Brief Report - (2022) Volume 10, Issue 12
Received: 01-Dec-2022, Manuscript No. JPGEB-22-84393;
Editor assigned: 03-Dec-2022, Pre QC No. P-84393;
Reviewed: 14-Dec-2022, QC No. Q-84393;
Revised: 19-Dec-2022, Manuscript No. R-84393;
Published:
26-Dec-2022
, DOI: 10.37421/2329-9002.2022.10.252
Citation: DeSalle, Rob. “How Much Morphological Support is Needed to Change a Phylogenomic Based Recalcitrant Node?.” J Phylogenetics Evol Biol 10 (2022): 252.
Copyright: © 2022 DeSalle R. This is an open-access article distributed under the terms of the Creative Commons Attribution License, which permits unrestricted use, distribution, and reproduction in any medium, provided the original author and source are credited.

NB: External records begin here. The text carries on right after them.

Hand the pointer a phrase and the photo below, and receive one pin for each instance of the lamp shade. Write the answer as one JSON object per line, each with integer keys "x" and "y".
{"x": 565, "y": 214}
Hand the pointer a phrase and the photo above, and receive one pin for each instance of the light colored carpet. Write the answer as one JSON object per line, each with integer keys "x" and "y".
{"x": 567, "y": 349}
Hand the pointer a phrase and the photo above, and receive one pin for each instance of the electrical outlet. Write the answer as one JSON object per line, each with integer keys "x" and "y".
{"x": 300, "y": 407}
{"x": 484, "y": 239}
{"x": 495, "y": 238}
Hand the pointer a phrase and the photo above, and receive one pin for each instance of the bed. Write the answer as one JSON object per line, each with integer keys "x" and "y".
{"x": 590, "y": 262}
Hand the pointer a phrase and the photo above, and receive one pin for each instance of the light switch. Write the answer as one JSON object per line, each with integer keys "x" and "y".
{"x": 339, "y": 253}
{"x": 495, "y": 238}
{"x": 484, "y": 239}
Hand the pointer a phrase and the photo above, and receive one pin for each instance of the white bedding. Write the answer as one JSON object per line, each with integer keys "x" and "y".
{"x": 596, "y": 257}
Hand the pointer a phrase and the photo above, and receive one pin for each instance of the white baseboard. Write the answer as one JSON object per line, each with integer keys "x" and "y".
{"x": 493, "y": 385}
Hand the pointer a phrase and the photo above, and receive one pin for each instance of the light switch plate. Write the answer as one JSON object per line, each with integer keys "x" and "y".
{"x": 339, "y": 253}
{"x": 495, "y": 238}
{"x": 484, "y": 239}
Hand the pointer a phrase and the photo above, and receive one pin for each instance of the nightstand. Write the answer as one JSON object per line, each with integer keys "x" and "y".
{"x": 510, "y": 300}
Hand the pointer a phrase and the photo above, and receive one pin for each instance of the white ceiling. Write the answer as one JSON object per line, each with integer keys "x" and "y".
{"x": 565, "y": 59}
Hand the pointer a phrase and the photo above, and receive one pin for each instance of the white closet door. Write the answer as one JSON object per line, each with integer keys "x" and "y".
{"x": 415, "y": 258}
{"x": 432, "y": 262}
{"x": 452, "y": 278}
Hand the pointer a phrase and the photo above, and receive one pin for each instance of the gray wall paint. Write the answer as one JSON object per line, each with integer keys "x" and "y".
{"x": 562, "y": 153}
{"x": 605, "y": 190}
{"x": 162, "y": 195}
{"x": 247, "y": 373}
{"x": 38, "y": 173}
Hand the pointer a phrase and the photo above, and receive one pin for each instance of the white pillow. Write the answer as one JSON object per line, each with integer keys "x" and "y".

In this paper we examine the relative contribution of information to nodes in a phylogenomic analysis combined with a morphological dataset. We examine the behavior of branch support metrics using the partitioned Bremer support or PBS. This metric measure the contribution of a data partition to a node in question and can be easily computed for likelihood (PLS) and parsimony (PBS). In addition, we use an artificial metric associated with phylogenomic matrices that is similar to branch support that we call the “flip weight”. When two competing and incongruent partitions are analyzed the flip weight is the weight of the weaker partition that results in a change in topology in a concatenated analysis. To quantitate our observations about PBS, PLS and flip weight we use a specific case of a recalcitrant node in phylogenomic analysis – the sister of all other metazoans (SOM). Specifically, we assess the ratio of PBS/PLS values of molecular to morphological support at this recalcitrant node in comparison to flip weight. We find that there is a strong correlation between the PBS/PLS ratio with the weight of the weaker partition where a flip in topology ensues. We use this correlation to calibrate the flip weight for competing partitions at a recalcitrant node.
Evolution • Systematics • Phylogeny • Support • Morphology
Despite being developed around thirty years ago, Bremer support (BS) and partitioned Bremer support (PBS) have been underused by phylogeneticists. These metrics measure the contribution of a data partition to a node in question and can be easily computed for a given tree topology for both parsimony (partitioned branch support; PBS) and likelihood (partitioned likelihood support; PLS). One way to think about BS, PBS and PLS is that they give a researcher an idea of how much new conflicting data need to be added to change or flip the prevailing phylogenetic inference. Large values for these metrics mean that the node in question is robust while small values mean there is weak support for the node. Of course, the problem here is what is “large” and what is “small”. Currently, the BS, PBS or PLS are given as a raw number. The raw number can be scaled by dataset size or some other scaling method, but it is difficult to come up with a reasonable way to compare these metrics across datasets or to even interpret the metric in a reasonable way.
Another approach to measuring the robustness of a molecular partition relative to a morphological one in phylogenomic analysis was suggested by Neumann JS, et al. [1] and is called the “flip weight”. This artificial “tipping point” in phylogenetic analysis is the weight at which a difficult to resolve node flips from one hypothesis (that favored by molecules) to a second competing hypothesis (that favored by morphology). The flip weight tells a researcher how much weight the morphological data set needs to overturn the molecular hypothesis and can be used to characterize incongruence at nodes that are recalcitrant to straightforward biological interpretation because of a fundamental difference in the phylogenetic signal from two opposing partitions. Incongruence often exists between molecular and morphological data sets.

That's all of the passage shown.